Diary of a kind-hearted hacker: Part 3

Facebook cares more about its users count than their security

DISCLAIMER: This article translated from a private blog of Chinese hacker community. The author of the translation does not take any responsibility about the content of the original article.

Although Facebook’s statistics at tops is not as impressive as it used to for many years, it’s still the 6th biggest company in the World. Thus, there should be no doubts about its security… most likely.

The 100 largest companies in the world by market capitalization in 2021 [statista.com]

8th of October, I bought a new mobile phone with random number. From that very day, I started getting SMS messages from Facebook, usual stuff like:

• Annabelle, you have 5 friend requests and 1 group update on Facebook,
• Annabelle, John Doe posted an update,
• Jane Doe is a new Facebook friend suggestion…

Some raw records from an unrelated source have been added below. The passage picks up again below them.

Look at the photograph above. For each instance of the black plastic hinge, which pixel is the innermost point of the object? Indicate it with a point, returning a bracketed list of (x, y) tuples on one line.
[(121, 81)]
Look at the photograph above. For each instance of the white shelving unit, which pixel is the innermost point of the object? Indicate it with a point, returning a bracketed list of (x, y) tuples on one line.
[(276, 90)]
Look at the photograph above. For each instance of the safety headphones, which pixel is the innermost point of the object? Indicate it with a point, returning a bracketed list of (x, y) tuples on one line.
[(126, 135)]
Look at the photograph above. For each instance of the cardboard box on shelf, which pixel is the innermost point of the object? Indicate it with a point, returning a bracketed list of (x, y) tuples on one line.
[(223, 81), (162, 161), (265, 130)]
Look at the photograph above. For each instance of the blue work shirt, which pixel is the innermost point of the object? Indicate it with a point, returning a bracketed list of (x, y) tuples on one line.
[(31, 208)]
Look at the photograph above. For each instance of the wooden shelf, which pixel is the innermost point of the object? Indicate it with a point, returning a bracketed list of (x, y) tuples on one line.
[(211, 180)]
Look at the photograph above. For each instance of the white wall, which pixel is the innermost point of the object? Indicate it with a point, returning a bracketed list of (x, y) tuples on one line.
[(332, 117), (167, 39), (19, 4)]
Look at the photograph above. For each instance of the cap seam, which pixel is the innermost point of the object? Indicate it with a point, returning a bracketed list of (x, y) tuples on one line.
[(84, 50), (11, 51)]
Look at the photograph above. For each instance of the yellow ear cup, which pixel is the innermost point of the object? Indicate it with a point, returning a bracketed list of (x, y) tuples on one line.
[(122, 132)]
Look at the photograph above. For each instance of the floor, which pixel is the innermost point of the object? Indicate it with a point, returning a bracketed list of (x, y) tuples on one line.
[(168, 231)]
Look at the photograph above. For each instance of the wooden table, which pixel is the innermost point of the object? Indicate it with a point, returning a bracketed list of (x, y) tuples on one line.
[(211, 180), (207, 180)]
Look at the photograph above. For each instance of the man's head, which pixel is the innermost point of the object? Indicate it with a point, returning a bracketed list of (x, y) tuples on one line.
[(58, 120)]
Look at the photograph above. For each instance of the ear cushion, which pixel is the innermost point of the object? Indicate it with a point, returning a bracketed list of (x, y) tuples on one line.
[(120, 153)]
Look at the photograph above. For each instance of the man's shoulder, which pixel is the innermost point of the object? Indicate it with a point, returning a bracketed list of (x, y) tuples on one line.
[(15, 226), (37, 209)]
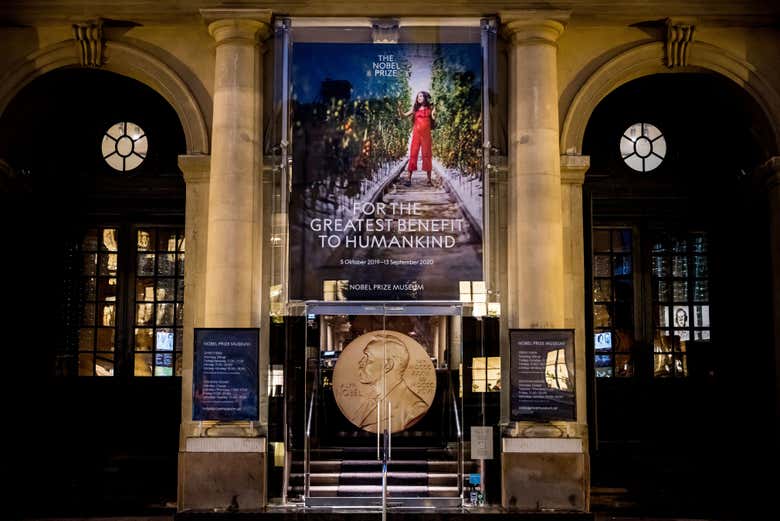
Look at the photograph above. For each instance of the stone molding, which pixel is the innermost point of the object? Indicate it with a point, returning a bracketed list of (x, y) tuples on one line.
[(679, 34), (648, 58), (531, 27), (238, 25), (89, 36), (573, 169)]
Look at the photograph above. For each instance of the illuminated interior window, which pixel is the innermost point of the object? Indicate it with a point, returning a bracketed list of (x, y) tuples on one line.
[(97, 301), (276, 380), (681, 294), (643, 147), (613, 302), (486, 374), (159, 301), (124, 146)]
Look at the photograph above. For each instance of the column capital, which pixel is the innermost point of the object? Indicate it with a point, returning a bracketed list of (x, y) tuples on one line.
[(195, 167), (533, 26), (771, 170), (238, 24), (573, 169)]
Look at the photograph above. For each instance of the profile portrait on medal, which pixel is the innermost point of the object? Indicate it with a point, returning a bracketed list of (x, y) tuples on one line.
[(375, 369)]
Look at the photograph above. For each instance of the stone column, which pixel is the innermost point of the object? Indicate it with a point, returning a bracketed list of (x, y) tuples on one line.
[(233, 255), (772, 168), (196, 175), (535, 267), (222, 461), (543, 465), (573, 170)]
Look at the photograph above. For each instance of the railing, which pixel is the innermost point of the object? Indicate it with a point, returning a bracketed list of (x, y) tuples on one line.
[(306, 449), (459, 432)]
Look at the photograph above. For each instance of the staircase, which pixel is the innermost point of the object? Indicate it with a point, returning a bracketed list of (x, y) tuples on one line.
[(352, 476)]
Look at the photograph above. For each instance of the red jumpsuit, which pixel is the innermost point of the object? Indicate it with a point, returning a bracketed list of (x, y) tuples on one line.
[(421, 138)]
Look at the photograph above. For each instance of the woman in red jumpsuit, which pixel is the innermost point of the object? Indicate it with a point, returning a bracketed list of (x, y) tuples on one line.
[(423, 113)]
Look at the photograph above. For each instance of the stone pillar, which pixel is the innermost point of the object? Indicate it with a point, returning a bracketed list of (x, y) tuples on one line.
[(534, 242), (222, 461), (233, 254), (196, 175), (573, 170), (772, 168), (543, 465)]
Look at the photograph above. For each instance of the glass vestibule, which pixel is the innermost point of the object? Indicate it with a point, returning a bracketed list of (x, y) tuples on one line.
[(381, 385)]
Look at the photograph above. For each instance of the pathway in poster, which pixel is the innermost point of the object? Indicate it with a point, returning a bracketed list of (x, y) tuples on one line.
[(438, 269)]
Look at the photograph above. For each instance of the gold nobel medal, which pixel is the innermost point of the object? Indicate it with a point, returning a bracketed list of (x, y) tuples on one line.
[(384, 367)]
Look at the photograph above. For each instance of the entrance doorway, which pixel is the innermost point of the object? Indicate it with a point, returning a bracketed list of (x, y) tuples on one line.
[(678, 251), (383, 414)]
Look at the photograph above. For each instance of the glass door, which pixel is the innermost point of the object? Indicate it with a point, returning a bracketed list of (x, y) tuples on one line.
[(383, 413)]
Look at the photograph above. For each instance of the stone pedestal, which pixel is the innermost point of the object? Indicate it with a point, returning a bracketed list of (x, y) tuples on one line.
[(214, 471)]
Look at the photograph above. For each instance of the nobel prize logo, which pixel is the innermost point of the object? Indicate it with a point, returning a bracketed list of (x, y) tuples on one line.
[(380, 368)]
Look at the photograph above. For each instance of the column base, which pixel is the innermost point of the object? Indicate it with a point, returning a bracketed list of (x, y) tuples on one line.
[(544, 474), (214, 470)]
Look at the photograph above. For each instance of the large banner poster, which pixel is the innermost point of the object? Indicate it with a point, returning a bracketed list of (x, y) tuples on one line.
[(386, 199)]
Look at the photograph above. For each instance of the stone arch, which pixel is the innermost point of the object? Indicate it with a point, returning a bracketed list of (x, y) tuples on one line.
[(125, 60), (647, 59)]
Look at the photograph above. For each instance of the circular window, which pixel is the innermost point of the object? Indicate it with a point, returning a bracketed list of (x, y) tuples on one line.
[(124, 146), (643, 147)]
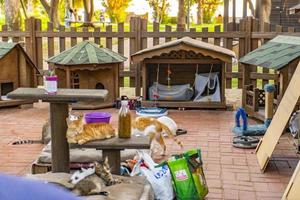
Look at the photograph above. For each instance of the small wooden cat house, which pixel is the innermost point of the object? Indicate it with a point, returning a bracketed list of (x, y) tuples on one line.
[(88, 66), (184, 73), (16, 70)]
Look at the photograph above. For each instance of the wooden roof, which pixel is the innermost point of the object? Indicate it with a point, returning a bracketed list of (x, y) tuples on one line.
[(86, 52), (275, 54), (188, 44), (6, 47)]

The case was obvious. Annabelle hasn’t been using her number for a while, and it burnt. However, Facebook SMS notifications, which she turned on, are still active. And, don’t get me wrong, I just wanted to stop receiving them, as they got more and more annoying.

Facebook Notification Spam Has Crossed the Line [wired.com]

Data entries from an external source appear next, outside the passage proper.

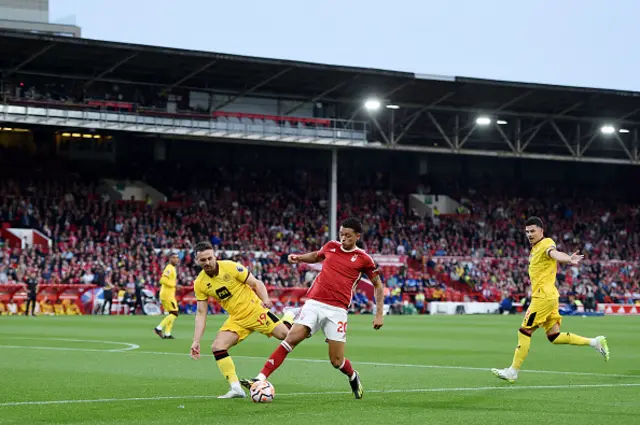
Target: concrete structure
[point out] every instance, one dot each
(32, 16)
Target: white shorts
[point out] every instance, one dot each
(332, 320)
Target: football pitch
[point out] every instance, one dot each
(417, 369)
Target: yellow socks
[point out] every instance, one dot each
(226, 366)
(167, 324)
(524, 342)
(569, 338)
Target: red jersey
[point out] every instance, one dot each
(341, 272)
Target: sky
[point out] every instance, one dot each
(586, 43)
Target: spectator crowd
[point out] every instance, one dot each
(258, 221)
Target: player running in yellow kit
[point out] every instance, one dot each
(543, 311)
(246, 300)
(168, 283)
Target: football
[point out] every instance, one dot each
(262, 392)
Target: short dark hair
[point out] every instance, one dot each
(534, 221)
(203, 246)
(352, 223)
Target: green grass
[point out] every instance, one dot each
(62, 358)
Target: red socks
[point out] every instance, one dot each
(276, 359)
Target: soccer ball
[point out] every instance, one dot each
(262, 392)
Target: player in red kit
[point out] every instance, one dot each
(329, 297)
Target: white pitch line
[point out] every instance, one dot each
(408, 390)
(294, 359)
(128, 347)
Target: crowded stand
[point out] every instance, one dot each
(259, 216)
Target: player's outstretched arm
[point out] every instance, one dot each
(201, 323)
(309, 258)
(565, 258)
(259, 288)
(378, 321)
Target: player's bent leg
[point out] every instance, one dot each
(510, 374)
(599, 343)
(295, 336)
(173, 315)
(225, 340)
(281, 331)
(340, 362)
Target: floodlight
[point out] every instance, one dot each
(372, 104)
(607, 129)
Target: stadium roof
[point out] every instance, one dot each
(435, 113)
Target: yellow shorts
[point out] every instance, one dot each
(261, 320)
(542, 313)
(169, 304)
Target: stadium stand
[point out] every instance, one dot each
(257, 201)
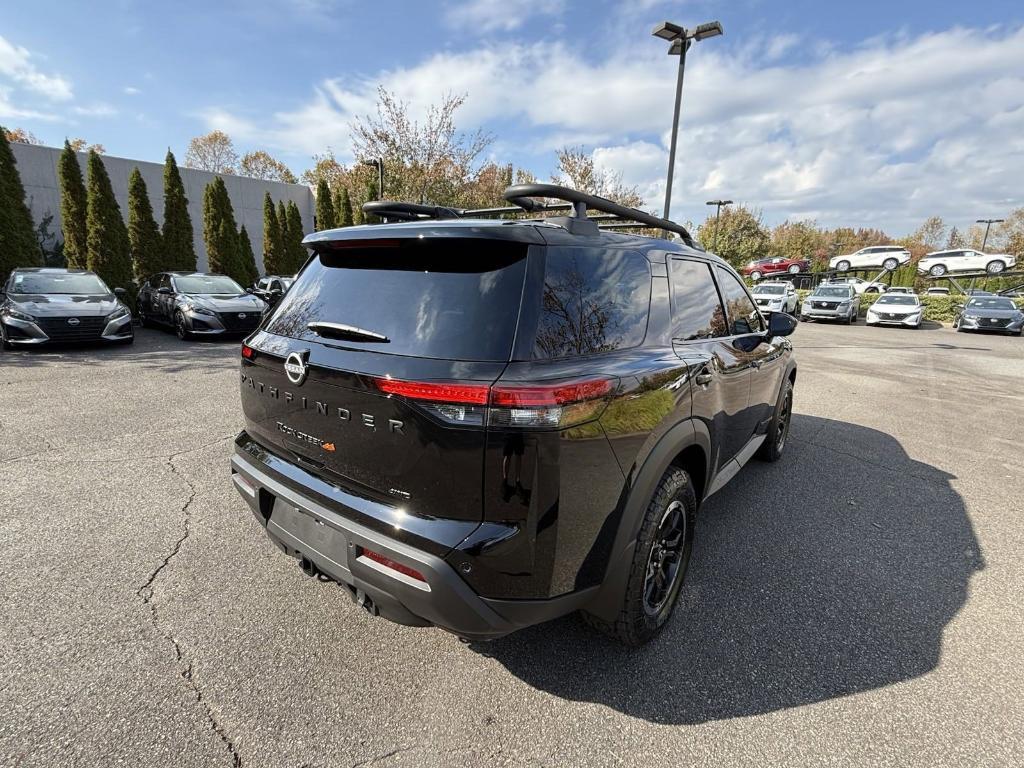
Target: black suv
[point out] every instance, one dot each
(199, 304)
(486, 424)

The idea of resetting the password came to my mind at the office (yes, I own a few of them), during testing of the two-factor authentication of some application. But I didn’t expect I can do it without an email or username, so it was like clockwork. Log-in was also trivial, and, finally, I saw the wall of Annabelle. I decided to exit and continue the process with some public network to not soil my IP.

When the second time I logged in, I saw a recovery screen with one only available option for recovering the stolen account. Checkmate, me! It was “Trusted Contacts”.

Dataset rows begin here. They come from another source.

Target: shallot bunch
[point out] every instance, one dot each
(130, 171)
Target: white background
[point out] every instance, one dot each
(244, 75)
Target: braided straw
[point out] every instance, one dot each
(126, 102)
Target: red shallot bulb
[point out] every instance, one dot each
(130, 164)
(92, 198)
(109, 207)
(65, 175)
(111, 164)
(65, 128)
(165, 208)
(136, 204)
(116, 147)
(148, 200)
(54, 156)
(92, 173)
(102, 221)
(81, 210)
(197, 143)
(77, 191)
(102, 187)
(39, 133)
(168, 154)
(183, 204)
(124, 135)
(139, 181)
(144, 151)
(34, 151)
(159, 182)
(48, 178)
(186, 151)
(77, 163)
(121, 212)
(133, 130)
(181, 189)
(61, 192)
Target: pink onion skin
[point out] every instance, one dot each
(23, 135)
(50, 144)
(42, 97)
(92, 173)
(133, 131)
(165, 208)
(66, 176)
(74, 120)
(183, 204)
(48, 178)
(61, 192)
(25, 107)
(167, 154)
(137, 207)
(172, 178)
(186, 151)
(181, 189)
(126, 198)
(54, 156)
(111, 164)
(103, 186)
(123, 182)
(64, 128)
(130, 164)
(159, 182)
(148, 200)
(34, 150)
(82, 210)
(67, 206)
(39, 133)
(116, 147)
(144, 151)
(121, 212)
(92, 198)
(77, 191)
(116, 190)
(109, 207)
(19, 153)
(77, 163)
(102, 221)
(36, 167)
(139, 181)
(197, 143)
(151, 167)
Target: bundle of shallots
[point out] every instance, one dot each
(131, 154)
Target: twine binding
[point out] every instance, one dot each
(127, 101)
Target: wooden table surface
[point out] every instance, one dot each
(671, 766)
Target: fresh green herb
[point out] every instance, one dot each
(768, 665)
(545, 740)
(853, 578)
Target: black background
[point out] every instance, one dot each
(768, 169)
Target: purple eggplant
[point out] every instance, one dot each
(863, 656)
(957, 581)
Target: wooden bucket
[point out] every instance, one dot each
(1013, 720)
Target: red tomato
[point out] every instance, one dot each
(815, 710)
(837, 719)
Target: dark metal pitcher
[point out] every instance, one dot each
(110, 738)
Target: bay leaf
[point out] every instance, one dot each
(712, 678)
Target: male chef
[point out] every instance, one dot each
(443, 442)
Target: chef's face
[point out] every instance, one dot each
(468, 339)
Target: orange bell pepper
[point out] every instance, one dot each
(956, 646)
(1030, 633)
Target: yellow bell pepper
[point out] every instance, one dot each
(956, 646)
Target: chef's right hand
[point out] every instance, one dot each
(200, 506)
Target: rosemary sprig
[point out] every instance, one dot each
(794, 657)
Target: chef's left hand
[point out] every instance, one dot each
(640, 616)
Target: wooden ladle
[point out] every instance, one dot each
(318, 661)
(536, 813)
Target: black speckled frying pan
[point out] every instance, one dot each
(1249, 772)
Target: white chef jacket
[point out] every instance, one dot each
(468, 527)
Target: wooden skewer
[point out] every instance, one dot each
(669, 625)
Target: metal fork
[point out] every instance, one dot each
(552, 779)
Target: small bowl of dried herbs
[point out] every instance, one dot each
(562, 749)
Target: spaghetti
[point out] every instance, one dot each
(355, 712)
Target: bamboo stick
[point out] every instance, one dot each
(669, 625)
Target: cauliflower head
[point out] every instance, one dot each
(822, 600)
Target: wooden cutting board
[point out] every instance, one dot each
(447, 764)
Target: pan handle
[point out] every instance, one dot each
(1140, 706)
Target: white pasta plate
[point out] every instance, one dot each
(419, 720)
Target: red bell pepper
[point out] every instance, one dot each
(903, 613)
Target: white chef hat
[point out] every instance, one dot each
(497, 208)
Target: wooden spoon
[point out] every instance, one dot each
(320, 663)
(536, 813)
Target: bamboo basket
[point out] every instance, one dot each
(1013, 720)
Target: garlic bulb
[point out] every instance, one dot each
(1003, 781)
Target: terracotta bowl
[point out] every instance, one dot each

Facebook “Trusted Contacts” recover page

Most likely, Facebook noticed strange activity and put the profile into the recovery mode. In this time, neither password resetting, nor IP changing help. The good thing was, that the notifications stop. Therefore, I gave up and forgot about this.

Censorship For Profit — A Look At Facebook’s Greedy Pay To Play Model! [medium.com]

This story would over, if there’s no Facebook’s greed. After a week, I started receiving SMS messages again. It obviously meant, that the account was unlocked. First I thought, it was unlocked by Annabelle. But, after I could successfully log in with my own password, I was the only possessor of this account. Can you imagine, for what purposes I could use it? But I didn’t. I just turned notifications off and left the account.